April 25, 2024

Lanes and Docks and Lawsuits

Oct. 23, 2015

Traverse City has issues. Some will selfresolve. Others not so much.

The Eighth Street debate continues. Three lanes or four. Bigger bike lanes or no bike lanes. Longer right turn lanes or not.

The city even conducted an online survey and a traffic study. More than 60 percent of respondents said they preferred the old four-lane approach. The traffic study found a whopping 44 percent increase in accidents on the new, three-lane alignment.

Some commissioners’ responses to those results were fine examples of how not to react to unwelcome news.

They managed to discount both the survey and the traffic study. The survey wasn’t scientific, they said, and many of the respondents were not Traverse City residents.

Then, they said, oddly, that people will stop slamming into each other once they get used to the three-lane configuration.

Perhaps they’re right, but they might have at least pretended to appreciate public input and the study. Dismissing both out of hand was unusually bad form. And we could have used a bit more information. Why did you do the survey? What percentage of respondents were not Traverse City residents? Do all the folks who use Eighth Street but aren’t Traverse City residents count? Who told commissioners all those accidents would eventually stop?

We’re going to “reconstruct” that chunk of Eighth Street in a couple years anyway. So we’re now paying a bunch of money for temporary fixes, like grinding the pavement so we can recess the road striping, on a street approaching rubble status only to pay a lot of money to rebuild it in a couple years.

Ultimately, no decision on retaining three lanes or reverting to four was actually made when two commissioners were absent from the commission meeting. The decision fell a vote short of the five needed for approval, something both the absentee commissioners and those in attendance surely knew before the vote was taken.

We can’t make up our minds about the old coal dock, either. It is outside the city limits but owned by Traverse City and Light and Power (Traverse City seems to have a lot of interests outside the city, doesn’t it?).

Rotary Charities has offered to buy the property for $1 million — with strings attached — though it has been appraised at $2.8 million. Rotary intends for the property to be used by the Discovery Center, a group of non-profits involved with Great Lakes history and education. There would be deed restrictions in the deal for that purpose.

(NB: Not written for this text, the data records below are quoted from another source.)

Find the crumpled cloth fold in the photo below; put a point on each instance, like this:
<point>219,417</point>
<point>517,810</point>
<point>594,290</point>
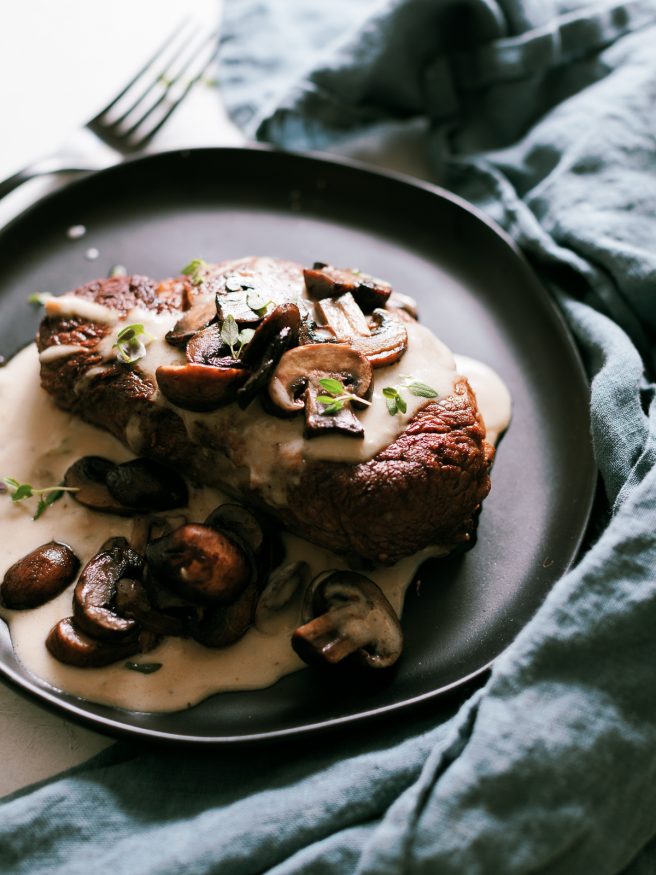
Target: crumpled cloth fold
<point>543,115</point>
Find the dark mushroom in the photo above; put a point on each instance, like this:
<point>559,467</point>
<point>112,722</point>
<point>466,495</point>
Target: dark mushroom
<point>88,476</point>
<point>350,619</point>
<point>194,320</point>
<point>325,281</point>
<point>283,584</point>
<point>137,486</point>
<point>295,385</point>
<point>383,338</point>
<point>220,626</point>
<point>133,603</point>
<point>199,387</point>
<point>39,576</point>
<point>68,644</point>
<point>201,564</point>
<point>207,347</point>
<point>387,341</point>
<point>95,591</point>
<point>344,317</point>
<point>144,485</point>
<point>260,378</point>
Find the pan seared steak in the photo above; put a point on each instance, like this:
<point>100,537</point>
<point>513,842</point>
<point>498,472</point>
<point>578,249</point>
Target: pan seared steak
<point>251,422</point>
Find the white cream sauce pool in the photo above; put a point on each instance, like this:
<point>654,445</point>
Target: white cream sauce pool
<point>38,442</point>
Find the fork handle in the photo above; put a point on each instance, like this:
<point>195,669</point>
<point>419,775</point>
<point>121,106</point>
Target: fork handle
<point>35,170</point>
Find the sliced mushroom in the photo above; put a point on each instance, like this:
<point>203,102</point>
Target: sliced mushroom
<point>295,385</point>
<point>201,564</point>
<point>193,321</point>
<point>145,485</point>
<point>207,347</point>
<point>325,281</point>
<point>95,591</point>
<point>199,387</point>
<point>219,626</point>
<point>350,619</point>
<point>137,486</point>
<point>68,644</point>
<point>283,584</point>
<point>384,338</point>
<point>39,576</point>
<point>344,317</point>
<point>259,379</point>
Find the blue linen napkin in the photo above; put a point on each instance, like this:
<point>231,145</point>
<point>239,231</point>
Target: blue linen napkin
<point>542,113</point>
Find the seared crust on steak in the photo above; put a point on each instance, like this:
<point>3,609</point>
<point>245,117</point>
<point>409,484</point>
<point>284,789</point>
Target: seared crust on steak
<point>424,489</point>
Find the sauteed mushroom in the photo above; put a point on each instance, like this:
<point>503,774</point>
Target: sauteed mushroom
<point>325,281</point>
<point>349,618</point>
<point>200,564</point>
<point>39,576</point>
<point>199,387</point>
<point>95,591</point>
<point>295,385</point>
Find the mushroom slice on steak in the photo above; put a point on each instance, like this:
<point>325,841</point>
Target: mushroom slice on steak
<point>194,320</point>
<point>387,341</point>
<point>39,576</point>
<point>350,618</point>
<point>199,387</point>
<point>137,486</point>
<point>259,379</point>
<point>295,385</point>
<point>95,591</point>
<point>201,564</point>
<point>325,281</point>
<point>70,645</point>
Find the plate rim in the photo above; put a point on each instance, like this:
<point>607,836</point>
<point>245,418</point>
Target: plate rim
<point>46,695</point>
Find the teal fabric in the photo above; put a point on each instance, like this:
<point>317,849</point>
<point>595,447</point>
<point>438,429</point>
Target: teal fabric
<point>543,114</point>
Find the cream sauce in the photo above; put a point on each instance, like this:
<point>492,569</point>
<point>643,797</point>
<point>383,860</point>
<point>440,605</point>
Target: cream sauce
<point>37,446</point>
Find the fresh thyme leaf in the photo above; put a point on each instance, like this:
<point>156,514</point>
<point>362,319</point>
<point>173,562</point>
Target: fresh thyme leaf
<point>129,348</point>
<point>47,496</point>
<point>420,389</point>
<point>331,386</point>
<point>334,407</point>
<point>245,336</point>
<point>230,332</point>
<point>194,270</point>
<point>257,303</point>
<point>144,667</point>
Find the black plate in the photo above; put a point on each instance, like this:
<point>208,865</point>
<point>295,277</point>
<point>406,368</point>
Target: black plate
<point>475,290</point>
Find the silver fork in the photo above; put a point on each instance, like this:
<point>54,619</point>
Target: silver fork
<point>131,120</point>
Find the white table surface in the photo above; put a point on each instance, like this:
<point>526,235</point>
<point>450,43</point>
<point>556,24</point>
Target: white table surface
<point>59,63</point>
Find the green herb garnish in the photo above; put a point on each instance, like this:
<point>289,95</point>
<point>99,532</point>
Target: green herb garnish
<point>38,299</point>
<point>394,401</point>
<point>418,388</point>
<point>129,347</point>
<point>337,395</point>
<point>47,496</point>
<point>194,270</point>
<point>144,667</point>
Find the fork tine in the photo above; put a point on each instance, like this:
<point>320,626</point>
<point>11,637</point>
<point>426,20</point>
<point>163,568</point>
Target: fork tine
<point>172,82</point>
<point>159,78</point>
<point>174,105</point>
<point>167,42</point>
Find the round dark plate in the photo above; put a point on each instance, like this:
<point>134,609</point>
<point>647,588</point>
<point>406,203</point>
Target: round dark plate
<point>475,290</point>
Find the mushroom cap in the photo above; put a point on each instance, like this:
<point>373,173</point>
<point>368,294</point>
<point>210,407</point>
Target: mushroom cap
<point>307,364</point>
<point>351,619</point>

Like the Eighth Street question, the sale fell short of approval. At least one commissioner wants the city to receive near the appraised value and to eliminate the deed restrictions. One envisions waterfront condos after hugely expensive, taxpayerfunded environmental remediation.

Meanwhile, the battle for Downtown Traverse City has authored two new chapters.

Petitions that would put the high-rise issue, or at least a zoning special use permit issue, to a public vote have been approved. If enough signatures are gathered and verified, Traverse City voters will determine the question in a future ballot issue.

It might be too late.

Developers, who withdrew their proposal for a downtown high-rise in the face of opposition, resubmitted their proposal, timing it precisely so it would be heard by a newly elected — and presumably more favorable — city commission.

This is opportunism at its most naked but within the rules of how the current development/political game is played. Not the best way to garner local support, however.

Nor is suing people who are vocal in their opposition to the project. Local attorney Grant Parsons is now such a target (full disclosure: Parsons is a friend and I have worked for him in the past).

It seems Parsons wrote a none too gentle critique of the developers and their methods. The Ohio-based tax dollar sponges (of their $13 million share of the project, they expect a whopping $10 million plus will be paid for by various tax breaks and grants) responded with a defamation lawsuit.

This has the stench of a SLAPP (strategic lawsuit against public participation) lawsuit. If so, we’ve seen this in northern Michigan before.

The idea of these suits is not to win money, but to win silence. Make the loudest opponents defend themselves amidst a costly and time-consuming undertaking, and perhaps they will just shut up and go away.

Or perhaps not.

There are important First Amendment issues at play here, and not everyone surrenders to the lawsuit pressure.

Meijer tried the same thing when Acme Township trustees stood in the way of their development plans. They sued the trustees individually. The trustees countersued. Instead of winning millions, Meijer paid millions in settlements. One of the trustee’s attorneys? Grant Parsons. This should be good.